Engineering Cheat Sheet
Essential principles, conventions, and decision guides for daily development work.
Version 1.1 · Last Updated December 2025 · Print for Quick Reference
Core Engineering Beliefs
Principles Over Tools
Deep understanding matters more than superficial mastery of frameworks. Concepts drive tool choices.
Progressive Abstraction
Build simple first, then abstract. Avoid premature optimization that obscures clarity.
Code as Craft
Write for humans first. Clean, understandable code shows respect for future readers.
Document to Scale
Documentation is an act of generosity to teammates and your future self.
Speed with Stability
Move fast without shipping broken things. Testing and reviews safeguard quality.
Ownership Mentality
If you ship it, you own it. Monitor, maintain, and improve what you build.
Non-Negotiables
- Every pull request gets reviewed. No self-merges. Feedback must be kind, clear, and constructive.
- Tests are mandatory. 80% coverage target for core services. No broken code in main branches.
- Never commit secrets. Use environment variables and secrets managers. Check before pushing.
Naming Conventions
JavaScript / TypeScript
- Variables:
camelCase - Functions:
camelCase - Components:
PascalCase - Constants:
SCREAMING_SNAKE_CASE - Files:
kebab-case
Python
- Variables:
snake_case - Functions:
snake_case - Classes:
PascalCase - Constants:
SCREAMING_SNAKE_CASE - Files:
kebab-case
Go
- Variables:
camelCase - Functions:
camelCase - Exported Types:
PascalCase - Packages:
lowercase - Files:
kebab-case
Decision Guide
Should I ship without tests? No. Write at least unit tests for business logic. Integration tests for user-facing features.
Should I self-merge my PR? No. Get one approval minimum, unless you’re a tech lead handling an emergency hotfix.
Should I abstract this code? Only if you’ve used it three or more times. Build simple first, abstract later.
Should I skip documentation? No. At minimum: what it does, how to run it, and any known issues.
Should I deploy to production? Only after dev → staging → tech lead approval. Monitor for at least one hour after.
Should I refactor this duplicated code? Yes, now. Don’t postpone improvements. Make the codebase better every time you touch it.
Development Workflow
Start with Why — Understand the user need before writing code. Link to issues or document the requirement.

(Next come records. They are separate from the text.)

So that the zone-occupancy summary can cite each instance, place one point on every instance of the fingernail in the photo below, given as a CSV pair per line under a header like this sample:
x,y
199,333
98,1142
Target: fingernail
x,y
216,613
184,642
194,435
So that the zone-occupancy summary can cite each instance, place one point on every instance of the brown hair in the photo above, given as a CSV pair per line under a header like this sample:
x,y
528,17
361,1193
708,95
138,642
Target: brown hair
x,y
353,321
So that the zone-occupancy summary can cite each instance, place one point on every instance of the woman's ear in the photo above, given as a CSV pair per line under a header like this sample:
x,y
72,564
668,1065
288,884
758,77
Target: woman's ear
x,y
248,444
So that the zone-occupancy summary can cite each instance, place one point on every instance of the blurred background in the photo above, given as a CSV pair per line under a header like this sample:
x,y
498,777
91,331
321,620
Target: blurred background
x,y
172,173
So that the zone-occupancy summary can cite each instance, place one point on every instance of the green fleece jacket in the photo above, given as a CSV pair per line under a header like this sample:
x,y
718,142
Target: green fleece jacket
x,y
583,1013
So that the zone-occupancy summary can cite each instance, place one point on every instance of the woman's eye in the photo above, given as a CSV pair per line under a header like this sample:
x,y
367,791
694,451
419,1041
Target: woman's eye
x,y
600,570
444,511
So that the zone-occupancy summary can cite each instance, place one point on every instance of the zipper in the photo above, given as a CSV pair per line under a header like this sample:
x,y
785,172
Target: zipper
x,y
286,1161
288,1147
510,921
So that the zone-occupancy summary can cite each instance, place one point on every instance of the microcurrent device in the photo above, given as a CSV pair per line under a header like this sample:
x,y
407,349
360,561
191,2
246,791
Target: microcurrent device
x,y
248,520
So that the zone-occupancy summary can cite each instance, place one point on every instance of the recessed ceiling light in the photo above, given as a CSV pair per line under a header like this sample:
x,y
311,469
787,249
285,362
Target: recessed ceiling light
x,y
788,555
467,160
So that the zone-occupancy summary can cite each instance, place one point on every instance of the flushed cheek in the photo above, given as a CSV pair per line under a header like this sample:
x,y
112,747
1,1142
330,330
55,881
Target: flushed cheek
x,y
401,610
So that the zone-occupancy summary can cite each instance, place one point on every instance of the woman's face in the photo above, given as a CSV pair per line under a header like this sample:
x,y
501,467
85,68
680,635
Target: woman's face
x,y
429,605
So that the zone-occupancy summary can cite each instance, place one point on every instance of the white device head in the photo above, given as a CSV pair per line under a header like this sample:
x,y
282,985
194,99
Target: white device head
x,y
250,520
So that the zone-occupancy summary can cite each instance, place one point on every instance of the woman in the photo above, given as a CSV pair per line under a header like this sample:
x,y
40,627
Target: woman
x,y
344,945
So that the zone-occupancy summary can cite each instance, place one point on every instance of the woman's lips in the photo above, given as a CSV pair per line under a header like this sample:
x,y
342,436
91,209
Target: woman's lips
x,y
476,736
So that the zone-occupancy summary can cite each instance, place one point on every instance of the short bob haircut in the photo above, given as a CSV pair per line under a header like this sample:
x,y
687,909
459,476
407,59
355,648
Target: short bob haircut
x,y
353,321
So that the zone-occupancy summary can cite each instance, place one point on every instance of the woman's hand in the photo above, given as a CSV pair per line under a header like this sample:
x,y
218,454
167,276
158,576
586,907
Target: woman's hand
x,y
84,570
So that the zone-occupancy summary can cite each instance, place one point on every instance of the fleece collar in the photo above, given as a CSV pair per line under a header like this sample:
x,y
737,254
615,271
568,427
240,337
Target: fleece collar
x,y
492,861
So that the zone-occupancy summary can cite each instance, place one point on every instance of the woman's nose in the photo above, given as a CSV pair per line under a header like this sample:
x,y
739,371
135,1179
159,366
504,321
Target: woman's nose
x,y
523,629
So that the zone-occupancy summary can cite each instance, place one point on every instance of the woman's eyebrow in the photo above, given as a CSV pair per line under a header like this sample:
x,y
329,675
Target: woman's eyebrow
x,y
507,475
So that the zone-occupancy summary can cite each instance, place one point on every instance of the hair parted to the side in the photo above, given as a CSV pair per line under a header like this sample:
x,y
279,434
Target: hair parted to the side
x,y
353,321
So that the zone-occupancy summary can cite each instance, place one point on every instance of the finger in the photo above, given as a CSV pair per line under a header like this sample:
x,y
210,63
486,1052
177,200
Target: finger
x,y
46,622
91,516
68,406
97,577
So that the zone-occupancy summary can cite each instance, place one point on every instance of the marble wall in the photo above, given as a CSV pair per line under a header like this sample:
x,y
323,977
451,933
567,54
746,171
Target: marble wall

Design Before Code — Think through architecture first. Draw diagrams or write brief design docs for complex features.
Build Simple — Start with the simplest implementation. Avoid premature optimization or abstraction.
Test Thoroughly — Write tests that cover happy paths and edge cases. Run locally before pushing.
Refactor as You Go — Clean up duplicated code and unclear logic immediately while context is fresh.
Submit for Review — Use PR template. Include clear description, screenshots for UI, and test instructions.
Address Feedback — Respond within 24 hours. Make changes or discuss alternatives. Reviews are collaborative.
Monitor After Deploy — Watch logs and metrics for at least one hour. Address issues quickly or revert if needed.
These aren’t rules to slow you down—they’re guardrails to help you move faster, together.